愛しのマイガール
「…るり」
そのとき、彼の指がそっと私の手に触れた。
強く握られることはなく、そっと重ねられる。
「君は、君のままでいい。俺のそばを選んでくれたこと、それだけでもう十分すぎるくらいなんだから」
ハルちゃんはただ、穏やかに言った。
その声音が胸の奥の揺れていたものにそっと触れて、波紋のように広がっていく。
「だけど、るりが俺との事に真剣に向き合おうとしてくれて、すごく嬉しいよ」
そう続けられた言葉は、迷いのないあたたかさに満ちていた。
ハルちゃんの大きな手は、静かに体温を分けてくれるようで。
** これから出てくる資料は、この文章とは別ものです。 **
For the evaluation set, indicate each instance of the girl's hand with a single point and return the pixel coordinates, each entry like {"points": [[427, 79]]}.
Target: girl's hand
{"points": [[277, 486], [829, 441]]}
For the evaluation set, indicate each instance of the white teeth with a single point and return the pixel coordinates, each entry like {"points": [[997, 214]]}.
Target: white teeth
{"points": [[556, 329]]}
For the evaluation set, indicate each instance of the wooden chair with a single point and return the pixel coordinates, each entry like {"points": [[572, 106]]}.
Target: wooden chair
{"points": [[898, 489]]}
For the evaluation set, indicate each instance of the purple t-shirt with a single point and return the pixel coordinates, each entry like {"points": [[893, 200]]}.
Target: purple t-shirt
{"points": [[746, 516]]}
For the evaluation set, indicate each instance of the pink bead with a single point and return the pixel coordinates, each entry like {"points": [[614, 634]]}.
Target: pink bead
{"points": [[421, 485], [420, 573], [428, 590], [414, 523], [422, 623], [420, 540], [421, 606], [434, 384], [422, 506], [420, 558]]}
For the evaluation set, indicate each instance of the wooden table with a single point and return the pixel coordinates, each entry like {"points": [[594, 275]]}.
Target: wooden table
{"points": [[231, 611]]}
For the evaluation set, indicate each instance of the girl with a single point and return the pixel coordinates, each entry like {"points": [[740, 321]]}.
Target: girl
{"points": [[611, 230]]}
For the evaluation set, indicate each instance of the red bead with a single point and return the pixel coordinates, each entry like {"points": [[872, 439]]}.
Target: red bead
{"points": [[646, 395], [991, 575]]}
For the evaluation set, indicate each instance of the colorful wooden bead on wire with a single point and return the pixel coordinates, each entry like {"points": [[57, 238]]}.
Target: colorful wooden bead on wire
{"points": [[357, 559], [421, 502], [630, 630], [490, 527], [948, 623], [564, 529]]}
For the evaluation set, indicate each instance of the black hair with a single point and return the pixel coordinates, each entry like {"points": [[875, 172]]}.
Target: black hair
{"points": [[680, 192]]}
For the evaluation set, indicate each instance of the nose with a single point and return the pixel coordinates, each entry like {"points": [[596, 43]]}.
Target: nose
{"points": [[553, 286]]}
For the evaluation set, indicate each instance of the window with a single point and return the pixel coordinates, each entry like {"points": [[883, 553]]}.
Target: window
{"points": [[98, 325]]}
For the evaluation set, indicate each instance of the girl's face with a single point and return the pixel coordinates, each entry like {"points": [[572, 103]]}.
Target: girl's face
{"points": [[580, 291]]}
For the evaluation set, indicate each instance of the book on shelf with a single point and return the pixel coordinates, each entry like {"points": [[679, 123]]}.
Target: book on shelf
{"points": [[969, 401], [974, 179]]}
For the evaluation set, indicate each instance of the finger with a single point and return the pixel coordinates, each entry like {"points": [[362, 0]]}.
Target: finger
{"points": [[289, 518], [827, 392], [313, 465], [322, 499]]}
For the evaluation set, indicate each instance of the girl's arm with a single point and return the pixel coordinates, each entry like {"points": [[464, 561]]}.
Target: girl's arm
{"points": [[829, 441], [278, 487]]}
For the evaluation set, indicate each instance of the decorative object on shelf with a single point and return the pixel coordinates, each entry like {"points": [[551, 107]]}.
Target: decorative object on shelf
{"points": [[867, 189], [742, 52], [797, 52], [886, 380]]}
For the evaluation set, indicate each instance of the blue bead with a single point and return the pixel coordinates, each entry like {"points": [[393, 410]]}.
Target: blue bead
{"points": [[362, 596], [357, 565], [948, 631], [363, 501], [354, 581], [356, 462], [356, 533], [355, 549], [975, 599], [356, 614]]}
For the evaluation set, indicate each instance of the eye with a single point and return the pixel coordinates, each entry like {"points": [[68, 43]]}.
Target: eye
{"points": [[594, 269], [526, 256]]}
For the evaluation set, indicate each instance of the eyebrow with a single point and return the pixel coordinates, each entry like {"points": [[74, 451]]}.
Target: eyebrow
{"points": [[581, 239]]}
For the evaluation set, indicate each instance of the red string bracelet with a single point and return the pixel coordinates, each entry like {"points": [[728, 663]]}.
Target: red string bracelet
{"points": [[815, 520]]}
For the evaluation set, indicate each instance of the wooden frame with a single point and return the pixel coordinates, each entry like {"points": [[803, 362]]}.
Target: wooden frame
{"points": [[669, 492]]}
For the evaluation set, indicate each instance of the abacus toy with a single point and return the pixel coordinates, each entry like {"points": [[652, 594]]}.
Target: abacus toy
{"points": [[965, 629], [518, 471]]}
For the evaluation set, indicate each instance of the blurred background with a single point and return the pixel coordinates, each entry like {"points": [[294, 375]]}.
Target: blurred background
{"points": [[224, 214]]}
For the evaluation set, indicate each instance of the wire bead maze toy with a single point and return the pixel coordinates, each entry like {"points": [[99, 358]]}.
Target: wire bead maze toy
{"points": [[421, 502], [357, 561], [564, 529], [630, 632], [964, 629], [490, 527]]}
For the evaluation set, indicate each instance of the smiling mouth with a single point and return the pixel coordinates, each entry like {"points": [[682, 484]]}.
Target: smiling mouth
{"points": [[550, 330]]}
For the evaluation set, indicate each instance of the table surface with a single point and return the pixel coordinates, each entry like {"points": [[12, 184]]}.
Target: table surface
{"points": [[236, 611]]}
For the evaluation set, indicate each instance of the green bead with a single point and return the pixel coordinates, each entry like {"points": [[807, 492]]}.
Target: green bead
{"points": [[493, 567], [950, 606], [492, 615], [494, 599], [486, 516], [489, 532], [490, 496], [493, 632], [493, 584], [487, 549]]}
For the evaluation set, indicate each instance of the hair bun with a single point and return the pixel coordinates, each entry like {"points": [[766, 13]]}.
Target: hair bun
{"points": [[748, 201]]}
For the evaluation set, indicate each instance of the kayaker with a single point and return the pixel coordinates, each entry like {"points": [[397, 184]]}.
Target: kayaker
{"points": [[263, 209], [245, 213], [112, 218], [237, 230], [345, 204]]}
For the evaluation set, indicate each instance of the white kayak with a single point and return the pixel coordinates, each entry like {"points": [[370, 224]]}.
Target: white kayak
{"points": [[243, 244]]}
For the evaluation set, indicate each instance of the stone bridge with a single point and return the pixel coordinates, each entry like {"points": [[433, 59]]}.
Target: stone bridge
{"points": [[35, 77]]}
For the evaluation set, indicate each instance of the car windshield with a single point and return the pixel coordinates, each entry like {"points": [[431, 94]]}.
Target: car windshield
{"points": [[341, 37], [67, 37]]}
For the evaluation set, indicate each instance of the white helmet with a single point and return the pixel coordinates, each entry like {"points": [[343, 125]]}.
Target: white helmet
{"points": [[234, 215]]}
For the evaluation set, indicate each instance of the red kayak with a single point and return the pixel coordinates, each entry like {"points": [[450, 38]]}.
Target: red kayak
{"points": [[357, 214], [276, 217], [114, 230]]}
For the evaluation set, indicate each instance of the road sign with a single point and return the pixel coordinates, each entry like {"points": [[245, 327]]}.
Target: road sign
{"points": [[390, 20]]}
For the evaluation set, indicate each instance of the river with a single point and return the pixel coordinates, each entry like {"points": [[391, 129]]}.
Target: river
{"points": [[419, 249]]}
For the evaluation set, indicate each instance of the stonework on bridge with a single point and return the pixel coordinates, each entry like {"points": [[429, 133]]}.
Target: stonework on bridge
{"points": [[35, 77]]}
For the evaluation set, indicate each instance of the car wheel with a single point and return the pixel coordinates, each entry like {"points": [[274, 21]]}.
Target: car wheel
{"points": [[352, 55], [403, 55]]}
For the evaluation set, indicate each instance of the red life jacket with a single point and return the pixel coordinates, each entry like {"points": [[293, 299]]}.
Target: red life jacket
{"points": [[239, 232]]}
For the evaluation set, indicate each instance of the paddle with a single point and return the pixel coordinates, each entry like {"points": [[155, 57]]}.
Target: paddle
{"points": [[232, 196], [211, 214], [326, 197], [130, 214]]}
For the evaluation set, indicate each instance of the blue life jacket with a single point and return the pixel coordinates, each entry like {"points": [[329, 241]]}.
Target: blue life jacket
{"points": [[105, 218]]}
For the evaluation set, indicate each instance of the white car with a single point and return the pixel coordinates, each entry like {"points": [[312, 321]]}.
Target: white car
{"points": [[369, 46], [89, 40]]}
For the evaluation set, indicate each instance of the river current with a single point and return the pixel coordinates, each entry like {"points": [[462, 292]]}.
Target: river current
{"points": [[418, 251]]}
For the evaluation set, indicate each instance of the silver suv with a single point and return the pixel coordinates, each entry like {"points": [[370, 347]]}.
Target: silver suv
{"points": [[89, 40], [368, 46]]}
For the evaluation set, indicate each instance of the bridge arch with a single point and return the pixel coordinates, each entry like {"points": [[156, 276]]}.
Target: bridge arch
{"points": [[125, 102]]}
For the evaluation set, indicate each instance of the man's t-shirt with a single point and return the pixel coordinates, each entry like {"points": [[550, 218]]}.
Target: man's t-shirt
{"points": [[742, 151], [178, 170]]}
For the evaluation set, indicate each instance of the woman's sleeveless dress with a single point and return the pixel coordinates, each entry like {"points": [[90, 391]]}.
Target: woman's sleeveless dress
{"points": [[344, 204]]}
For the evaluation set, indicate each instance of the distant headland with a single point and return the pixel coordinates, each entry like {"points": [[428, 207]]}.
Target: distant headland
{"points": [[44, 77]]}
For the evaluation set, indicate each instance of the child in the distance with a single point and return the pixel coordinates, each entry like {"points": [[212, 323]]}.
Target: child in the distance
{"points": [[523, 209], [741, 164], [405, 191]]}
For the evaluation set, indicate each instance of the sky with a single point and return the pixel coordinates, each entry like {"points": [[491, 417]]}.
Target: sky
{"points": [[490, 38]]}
不安のかたまりが、少しずつほどけていく。
「昔、俺が言ったことを覚えてるか?」
「むかし…?」
「俺がるりを守れるくらい立派な男になったら、もらってくれるか?って。るりのプロポーズにそう返した」
「……」
思い返してみても、何か難しい事を言われたような記憶があるだけではっきりしない。
あの時は「結婚して!」って言った後、ハルちゃんが「いいよ」って返してくれたことが嬉しすぎて、その先はちゃんと聞いていなかった。
覚えてないなんて薄情な気がして答えに迷っていると、ハルちゃんは気にした様子もなく目を細めた。
熱を秘めたその瞳に、私は思わず息を飲む。